【すばる望遠鏡】新型の超広視野カメラ Hyper Suprime-Cam、始動へ

2012年9月13日 東京大学国際高等研究所 カブリ数物連携宇宙研究機構
自然科学研究機構 国立天文台

2012年8月17日(ハワイ現地時間、以下同じ)、国立天文台が東京大学カブリIPMU等と共同で開発を進めてきた新型の超広視野カメラ Hyper Suprime-Cam (HSC; ハイパー・シュプリーム・カム) が国立天文台ハワイ観測所のすばる望遠鏡に搭載され、2012年8月28日の夜から性能試験観測を開始しました。HSC は満月9個分の広さの天域を一度に撮影できる世界最高性能の超広視野カメラで、高さが3メートル、重さが3トンもの巨大な観測装置です。従来よりすばる望遠鏡に搭載されている Suprime-Cam (シュプリーム・カム) では満月よりやや広い視野を撮影できていましたが、HSC の登場により観測の効率がさらに大きく高まります。2002年より技術的な検討が始まり、長期にわたる開発期間を経て、2012年7月までに主要な部分の組み上げが完了、8月16日から17日にかけて望遠鏡への搭載作業が行われました。今後、試験観測で予定されている性能が達成されているかどうかを確認した後、2013年より本格的な科学観測を始めます。科学観測では、すばる望遠鏡のシャープな星像と HSC の広視野を活かし、重力レンズ効果を用いたダークマター分布の直接探査などの観測が進められる予定です。

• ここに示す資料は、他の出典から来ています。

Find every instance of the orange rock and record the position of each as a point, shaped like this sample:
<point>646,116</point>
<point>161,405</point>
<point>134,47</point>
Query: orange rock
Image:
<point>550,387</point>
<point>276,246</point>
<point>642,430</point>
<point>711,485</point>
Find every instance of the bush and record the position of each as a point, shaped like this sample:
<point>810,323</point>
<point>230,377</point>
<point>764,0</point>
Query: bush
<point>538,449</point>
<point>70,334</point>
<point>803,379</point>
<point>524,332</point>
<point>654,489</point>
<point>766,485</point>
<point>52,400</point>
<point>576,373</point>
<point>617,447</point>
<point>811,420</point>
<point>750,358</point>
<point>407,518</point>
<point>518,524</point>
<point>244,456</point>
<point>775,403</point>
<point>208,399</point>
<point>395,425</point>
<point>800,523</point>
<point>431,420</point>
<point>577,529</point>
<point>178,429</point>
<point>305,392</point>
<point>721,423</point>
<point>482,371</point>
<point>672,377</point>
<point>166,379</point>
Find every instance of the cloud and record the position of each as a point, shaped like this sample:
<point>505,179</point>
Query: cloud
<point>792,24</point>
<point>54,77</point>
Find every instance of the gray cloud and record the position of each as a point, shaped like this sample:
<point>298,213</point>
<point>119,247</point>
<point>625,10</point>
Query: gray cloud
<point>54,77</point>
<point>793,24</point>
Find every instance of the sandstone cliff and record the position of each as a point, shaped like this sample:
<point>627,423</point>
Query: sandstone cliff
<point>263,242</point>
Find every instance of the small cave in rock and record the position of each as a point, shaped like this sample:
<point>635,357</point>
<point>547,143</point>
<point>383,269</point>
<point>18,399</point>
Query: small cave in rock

写真1: 主要な部分の組み上げが完了した HSC の全体像。高さがおよそ3メートル、重さがおよそ3トンもの巨大なデジタルカメラです。(クレジット: 国立天文台・HSC プロジェクト)写真1: 主要な部分の組み上げが完了した HSC の全体像。高さがおよそ3メートル、重さがおよそ3トンもの巨大なデジタルカメラです。(クレジット: 国立天文台・HSC プロジェクト)

すばる望遠鏡には、主鏡の上約16メートルの位置に、主焦点と呼ばれる焦点があります。主焦点は広い天域(視野)を一度に撮影できるという特徴があり、口径8-10メートル級の望遠鏡ではすばる望遠鏡だけが主焦点で観測できます。1999年のすばる望遠鏡のファーストライト以降、ここに主焦点カメラ Suprime-Cam が設置され、視野の隅々までシャープな天体画像が得られています。大口径・広視野・高解像度の特性を合わせ持つ望遠鏡はすばる望遠鏡の他になく、最遠方銀河の発見や銀河形成史の探求など、Suprime-Cam を使って数多くの研究がなされてきました。

今回すばる望遠鏡に搭載され、性能試験観測が始まった HSC は、Suprime-Cam の7倍もの天域を一度に撮影できる新しいカメラです。国立天文台の宮崎聡准教授を中心とするチームが2002年から検討を始め、10年がかりで開発を進めてきました。2005年には台湾・中央研究院が、2007年には米国・プリンストン大学、東京大学カブリ IPMU などが開発に参加しました。また、かつてないほどの巨大な HSC を搭載できるように2010年にすばる望遠鏡の大掛かりな改修を行うなど、すばる望遠鏡を運用する国立天文台ハワイ観測所でも HSC を受け入れる準備を着々と進めてきました。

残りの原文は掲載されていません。